Anthologie de l’eau : résidence au Svalbard
Pendant seize jours, le bateau a longé les côtes de l’archipel, révélant chaque jour de nouveaux paysages de glace et d’eau. J’ai tourné des centaines de séquences au ralenti, huit captations statiques d’environ trente minutes en temps réel, et tenu un carnet de bord sur la mémoire des images et la présence du corps dans le paysage.
Sur place, la première forme de l’anthologie s’est précisée. Les échanges avec les guides et les chercheurs ont nourri une réflexion sur la représentation de l’Arctique dans le contexte du changement climatique. Parmi ces rencontres, celle du directeur de la bibliothèque de Longyearbyen a ouvert une piste de recherche autour d’un possible projet communautaire entre cette bibliothèque et une institution montréalaise. Fondée sur un dialogue d’archives et de projections, cette idée vise à relier les images contemporaines tournées sur place aux archives locales et à donner accès à ces images aux communautés concernées, favorisant ainsi un partage de mémoire et de regard entre deux territoires éloignés.
Avec l’artiste Myriam Behman, un projet parallèle est né : durant les deux derniers jours, nous avons cessé de filmer pour simplement écrire ce que nous voyions, cherchant à imprimer les paysages dans la mémoire plutôt que dans la caméra. De cette expérience est née une correspondance épistolaire : chaque mois, nous nous envoyons une lettre décrivant le souvenir de ces lieux, sans les ouvrir, que nous lirons ensemble dans quelques années.
𓆝 𓆟 𓆞
On site, the first form of the anthology came into focus.

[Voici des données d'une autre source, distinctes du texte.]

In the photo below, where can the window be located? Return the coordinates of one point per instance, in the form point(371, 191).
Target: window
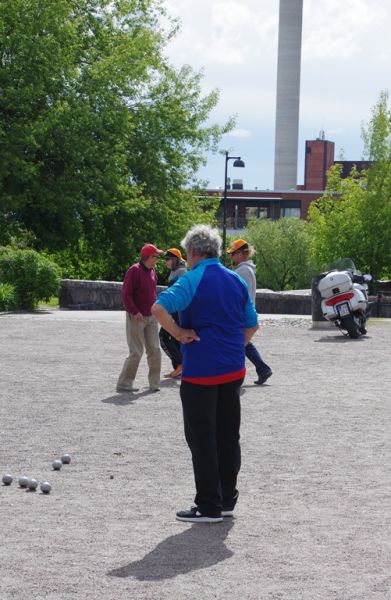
point(291, 212)
point(256, 212)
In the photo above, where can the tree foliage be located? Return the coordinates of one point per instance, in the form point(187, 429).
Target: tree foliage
point(353, 218)
point(282, 253)
point(32, 277)
point(100, 137)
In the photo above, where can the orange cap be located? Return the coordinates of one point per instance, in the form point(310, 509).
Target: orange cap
point(236, 245)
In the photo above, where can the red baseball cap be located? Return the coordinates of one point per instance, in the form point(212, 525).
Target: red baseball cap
point(150, 249)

Conversations with the guides and the researchers fed a reflection on how the Arctic is represented in the context of climate change. Among those encounters, a meeting with the director of the Longyearbyen library opened a line of research around a possible community project between that library and a Montréal institution. Built on a dialogue of archives and screenings, the idea would connect contemporary footage shot on site with local archives, and give the communities concerned access to those images, allowing memory and ways of seeing to be shared between two distant territories.
With the artist Myriam Behman, a parallel project also began. Over the last two days we stopped filming and simply wrote what we were seeing, trying to print the landscapes in memory rather than in the camera. A correspondence came out of it: each month we send one another a letter describing our memory of those places. The letters stay sealed, to be read together in a few years.